LuminaScanX operates a hub-and-spoke network coordinated by a single technology spine. Flagship hubs carry the full modality range including MRI, CT and (from Phase II) nuclear medicine; spokes and mobile units carry X-ray, ultrasound and, where volumes justify, CT, with all reporting routed to a centralised subspecialist hub. This architecture concentrates the most expensive assets and the scarcest skills where they are most productive, while extending access widely.
LuminaScan Digital™ — the technology spine
A cloud-native Radiology Information System (RIS) and Picture Archiving and Communication System (PACS) form the operational core. Patients book online, receive images and reports through a mobile app, and are billed electronically; referrers submit electronic referrals and access images and reports through a secure portal. Studies flow into a single worklist from which the reporting hub allocates them to the right subspecialist, on-site or remote, and AI pre-processing flags urgent findings and triages routine work.
Teleradiology and AI
Teleradiology decouples where a scan is acquired from where it is read, allowing the Company to serve rural hospitals, clinics and third-party providers, and, over time, other African markets, from its reporting hub. AI models assist with lung-nodule, stroke, fracture, breast and cardiac detection, reducing turnaround, prioritising critical cases and extending the reach of every radiologist hour. Together they are the operational expression of the scarcity thesis in Section 3.

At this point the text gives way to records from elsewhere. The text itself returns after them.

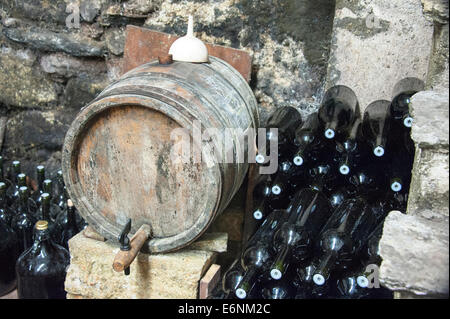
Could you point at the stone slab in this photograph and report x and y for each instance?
(377, 43)
(415, 255)
(143, 45)
(173, 275)
(430, 111)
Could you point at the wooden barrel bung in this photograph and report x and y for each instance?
(118, 153)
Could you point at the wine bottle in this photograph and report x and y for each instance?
(342, 237)
(9, 252)
(306, 140)
(400, 173)
(338, 110)
(232, 278)
(54, 208)
(368, 181)
(282, 182)
(352, 150)
(54, 228)
(40, 177)
(70, 228)
(261, 194)
(2, 175)
(306, 289)
(376, 126)
(352, 286)
(22, 221)
(61, 195)
(277, 289)
(339, 195)
(21, 180)
(402, 93)
(41, 269)
(257, 254)
(319, 176)
(5, 213)
(293, 240)
(285, 120)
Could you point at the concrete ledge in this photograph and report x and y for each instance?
(172, 275)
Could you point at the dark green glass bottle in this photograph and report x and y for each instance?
(61, 194)
(54, 209)
(257, 254)
(277, 289)
(70, 228)
(352, 151)
(293, 240)
(9, 251)
(40, 177)
(286, 120)
(5, 213)
(402, 93)
(338, 110)
(307, 139)
(54, 228)
(232, 278)
(23, 221)
(2, 175)
(21, 180)
(343, 236)
(41, 269)
(376, 126)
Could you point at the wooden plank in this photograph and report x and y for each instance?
(209, 281)
(144, 45)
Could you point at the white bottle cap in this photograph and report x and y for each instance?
(319, 279)
(240, 293)
(298, 160)
(275, 274)
(276, 190)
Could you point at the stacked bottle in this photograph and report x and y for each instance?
(321, 214)
(40, 269)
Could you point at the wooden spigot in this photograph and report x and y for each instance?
(129, 248)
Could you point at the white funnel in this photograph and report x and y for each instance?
(189, 48)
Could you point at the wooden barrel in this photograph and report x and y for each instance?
(119, 155)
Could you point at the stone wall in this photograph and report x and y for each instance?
(50, 67)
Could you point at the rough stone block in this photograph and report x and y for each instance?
(173, 275)
(430, 111)
(216, 242)
(377, 43)
(21, 85)
(230, 222)
(415, 255)
(429, 190)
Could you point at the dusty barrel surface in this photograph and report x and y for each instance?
(123, 155)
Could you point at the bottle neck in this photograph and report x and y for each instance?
(71, 220)
(324, 268)
(41, 238)
(281, 262)
(45, 210)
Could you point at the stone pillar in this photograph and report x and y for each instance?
(173, 275)
(415, 247)
(377, 43)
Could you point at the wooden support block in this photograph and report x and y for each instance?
(89, 232)
(144, 45)
(209, 281)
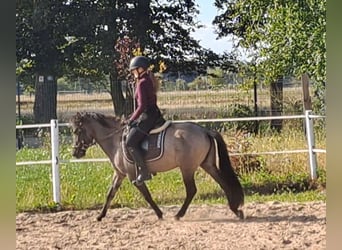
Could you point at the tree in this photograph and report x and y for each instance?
(160, 30)
(40, 33)
(286, 37)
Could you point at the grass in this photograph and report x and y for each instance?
(84, 186)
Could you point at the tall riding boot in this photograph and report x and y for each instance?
(143, 173)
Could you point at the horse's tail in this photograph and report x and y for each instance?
(235, 192)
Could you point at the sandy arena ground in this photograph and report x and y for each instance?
(271, 225)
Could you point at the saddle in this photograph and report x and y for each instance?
(153, 145)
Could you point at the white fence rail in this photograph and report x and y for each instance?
(55, 160)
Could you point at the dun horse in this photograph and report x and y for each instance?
(186, 145)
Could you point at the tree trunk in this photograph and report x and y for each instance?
(276, 90)
(123, 105)
(45, 103)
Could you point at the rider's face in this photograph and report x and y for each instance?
(135, 72)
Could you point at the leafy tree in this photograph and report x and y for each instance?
(40, 35)
(284, 37)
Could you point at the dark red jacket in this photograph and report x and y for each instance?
(144, 96)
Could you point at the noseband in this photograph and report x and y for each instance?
(83, 145)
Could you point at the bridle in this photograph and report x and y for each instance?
(83, 146)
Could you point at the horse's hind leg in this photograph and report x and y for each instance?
(191, 190)
(215, 174)
(116, 183)
(147, 195)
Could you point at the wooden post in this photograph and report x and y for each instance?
(276, 90)
(306, 93)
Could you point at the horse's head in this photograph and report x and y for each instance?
(82, 136)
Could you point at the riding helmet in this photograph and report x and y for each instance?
(138, 61)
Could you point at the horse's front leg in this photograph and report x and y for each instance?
(116, 183)
(147, 195)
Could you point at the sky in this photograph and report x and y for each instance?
(206, 35)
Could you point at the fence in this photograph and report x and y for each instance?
(55, 160)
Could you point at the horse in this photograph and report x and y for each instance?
(187, 145)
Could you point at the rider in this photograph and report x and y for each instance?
(145, 117)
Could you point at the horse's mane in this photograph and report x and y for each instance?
(108, 121)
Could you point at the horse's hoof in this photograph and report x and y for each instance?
(240, 214)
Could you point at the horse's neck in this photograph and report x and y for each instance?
(109, 141)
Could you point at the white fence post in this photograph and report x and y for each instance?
(311, 144)
(55, 161)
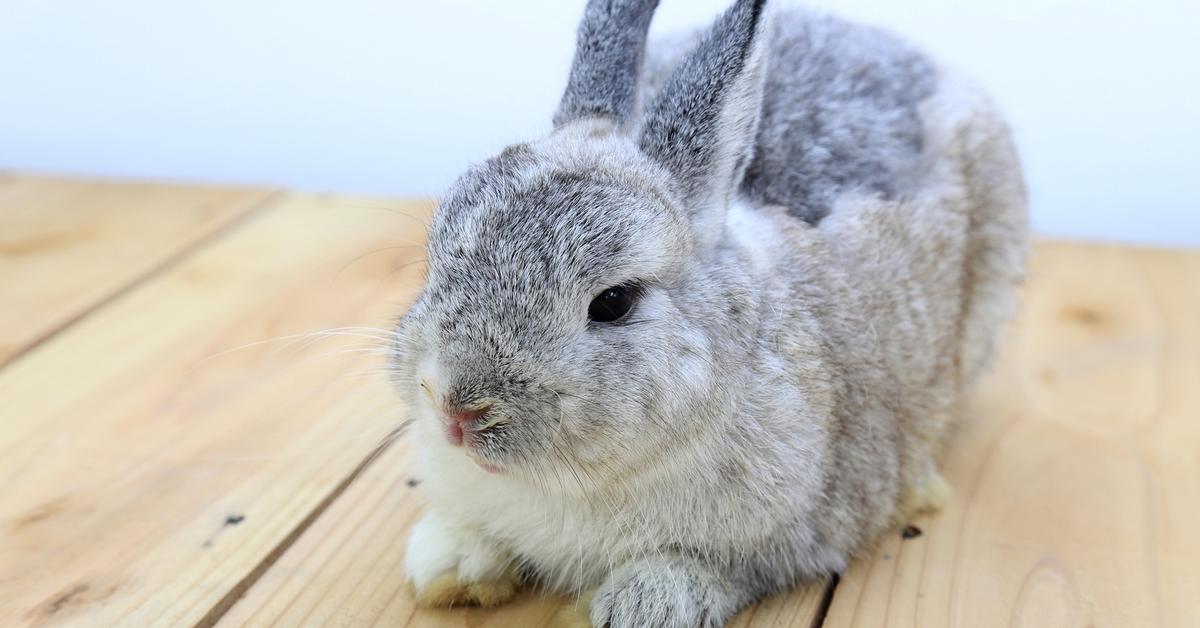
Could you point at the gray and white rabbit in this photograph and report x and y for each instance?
(707, 339)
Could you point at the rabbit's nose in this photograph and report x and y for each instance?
(461, 422)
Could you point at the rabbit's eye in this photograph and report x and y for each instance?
(612, 304)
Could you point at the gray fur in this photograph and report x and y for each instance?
(839, 112)
(781, 392)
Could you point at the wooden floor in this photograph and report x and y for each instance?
(193, 430)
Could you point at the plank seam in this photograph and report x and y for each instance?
(243, 586)
(148, 275)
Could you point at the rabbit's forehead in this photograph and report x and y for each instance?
(519, 213)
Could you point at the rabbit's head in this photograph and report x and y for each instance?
(581, 315)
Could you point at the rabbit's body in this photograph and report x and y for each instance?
(810, 322)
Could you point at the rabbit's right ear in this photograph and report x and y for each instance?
(607, 61)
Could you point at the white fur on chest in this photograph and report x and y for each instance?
(755, 233)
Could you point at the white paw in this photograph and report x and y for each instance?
(651, 594)
(448, 566)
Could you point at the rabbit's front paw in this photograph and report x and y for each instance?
(672, 596)
(450, 567)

Capacity, throughput and quality
Each modality is planned to a target utilisation that balances access against asset productivity. Throughput rises as centres mature and as AI removes low-value steps; average revenue per study also rises as the mix shifts toward MRI, CT and nuclear medicine. Quality is governed by HPCSA scope-of-practice standards, radiation-safety protocols (including low-dose CT), peer review and structured reporting.

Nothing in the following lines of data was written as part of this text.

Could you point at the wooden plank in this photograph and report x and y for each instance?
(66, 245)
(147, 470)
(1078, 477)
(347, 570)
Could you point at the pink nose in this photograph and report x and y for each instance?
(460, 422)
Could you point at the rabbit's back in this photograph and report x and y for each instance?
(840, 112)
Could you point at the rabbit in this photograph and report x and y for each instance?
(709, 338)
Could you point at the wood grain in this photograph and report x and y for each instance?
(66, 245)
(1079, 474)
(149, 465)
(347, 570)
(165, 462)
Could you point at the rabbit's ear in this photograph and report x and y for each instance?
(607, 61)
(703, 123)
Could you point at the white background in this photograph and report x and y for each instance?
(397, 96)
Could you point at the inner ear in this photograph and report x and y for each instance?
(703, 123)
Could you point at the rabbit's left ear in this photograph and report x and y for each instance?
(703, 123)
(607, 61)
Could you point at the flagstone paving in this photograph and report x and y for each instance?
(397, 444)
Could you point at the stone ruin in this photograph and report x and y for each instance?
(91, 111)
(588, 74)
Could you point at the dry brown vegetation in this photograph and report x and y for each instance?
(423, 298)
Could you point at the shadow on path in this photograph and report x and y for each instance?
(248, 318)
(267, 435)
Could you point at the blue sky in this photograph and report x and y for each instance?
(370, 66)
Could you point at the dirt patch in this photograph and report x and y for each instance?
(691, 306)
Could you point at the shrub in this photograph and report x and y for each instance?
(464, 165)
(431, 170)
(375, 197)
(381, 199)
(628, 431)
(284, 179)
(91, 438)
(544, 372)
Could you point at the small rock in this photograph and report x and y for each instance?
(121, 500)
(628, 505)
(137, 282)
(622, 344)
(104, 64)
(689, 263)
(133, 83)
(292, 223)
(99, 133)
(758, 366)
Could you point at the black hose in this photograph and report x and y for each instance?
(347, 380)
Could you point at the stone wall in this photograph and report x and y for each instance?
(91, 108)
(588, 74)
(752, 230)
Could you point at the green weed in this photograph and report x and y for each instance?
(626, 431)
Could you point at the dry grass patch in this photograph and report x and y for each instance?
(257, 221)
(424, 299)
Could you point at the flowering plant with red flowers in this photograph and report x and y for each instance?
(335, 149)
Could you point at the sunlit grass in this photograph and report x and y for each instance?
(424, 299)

The medical-scheme claims cycle
Operationally, the defining working-capital feature is the scheme settlement cycle. Studies are delivered on referral, claimed against schemes, and settled within 30–60 days. As volumes scale, receivables build to roughly 18% of revenue; a dedicated revolving facility (Section 14) bridges the gap so that growth is never constrained by the timing of scheme payments.
NoteMobile units de-risk fixed-site investment
Mobile imaging units let the Company test demand in a new district, build referrer relationships and generate revenue before committing capital to a fixed centre, a capital-efficient way to extend reach and sequence the rollout.